It’s Dangerous to Be a Superhero with the LAPD Around
You know something surreal is happening when this is the first sentence of a CNN report:
Hollywood’s superhero community buzzed after Batman’s arrest Wednesday, just days after Spiderman, Cat Woman and at least a dozen others were taken into custody by Los Angeles police.
While those arrested may not have any superpowers, they do have the costumes, and they’re more than willing to pose for a photo with you or your kids. Tips welcome, but not required.
Yes, the LAPD is cracking down on these superhero impersonators on Hollywood Boulevard, particularly outside Grauman’s Chinese Theatre. The relevant charges include pressuring tourists for money, which all the performers made very clear they don’t do, and loitering.
Loitering law is a tricky business. California’s loitering laws were principally enacted to stop drug dealers and prostitutes. And according to the California Penal Code, what these costumed entertainers do is not a crime, provided their statements on not pressuring tourists for money are accurate.
There are two forms of loitering in the Penal Code: ” It is unlawful to enter or remain upon any posted property without the written permission of the owner, tenant, or occupant in legal possession or control thereof,” and “It is unlawful to loiter in the immediate vicinity of any posted property.” Basically, you can’t be on it or near it for too long without permission. But what kinds of property can be “posted”? According to the Penal Code, gas plants and other utility stations, reservoirs and other water utility stations, facilities used for any broadcasting service, munitions manufacturers, railroads, sewage plants, and quarries. Ah yes, the famed quarries of Hollywood Boulevard. It all makes sense now.
Besides the fact that these arrests don’t seem quite legal, unless broadcasting companies are responsible (the police declined to comment to CNN on the crackdown, so we don’t really know), there are some other more light-hearted oddities to this story. First of all, Donald Duck is not a superhero. Sorry that-one-guy-at-CNN who idolized him growing up. Also, apparently someone actually dressed up as the Transformer … wait for it … Bumblebee. Yes, of all the robots in disguise in all the world, someone chose that one. Though with his prominence in the first film, it kinda makes sense. But only kinda.
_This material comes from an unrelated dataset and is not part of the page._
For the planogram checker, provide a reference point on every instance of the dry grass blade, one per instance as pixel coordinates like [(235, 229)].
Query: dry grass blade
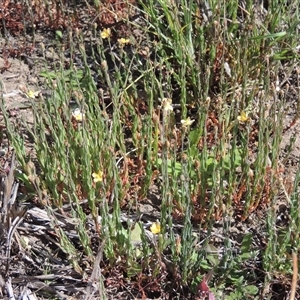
[(295, 276), (94, 284), (8, 185)]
Needless to say, the performers are pissed, especially Hulk impersonator Joe McQueen:
“I didn’t break no law,” McQueen said. “As far as a loitering charge is concerned, this is a public street. That’s un-American.”
“I feel like we’re being bullied, dude.”
Others are taking a real stand:
Batman impersonator Tony Tomey was not bowed. He showed up Wednesday afternoon “to make a statement so people can see that this is unfair,” McQueen said.
Within minutes, an LAPD squad car pulled up in front of the Madame Tussauds Wax Museum and Tomey was handcuffed and taken to jail. He was still locked up in the Parker Center Jail Thursday morning, according to LAPD records.
The performers allege that street cops have told them the orders from the crackdown come “from upstairs.” Presuming they don’t mean God or Morgan Freeman, the identity of these mysterious attic-dwellers remains unknown.
Disclaimer: The image above is from a 2009 assault arrest, not the 2010 crackdown.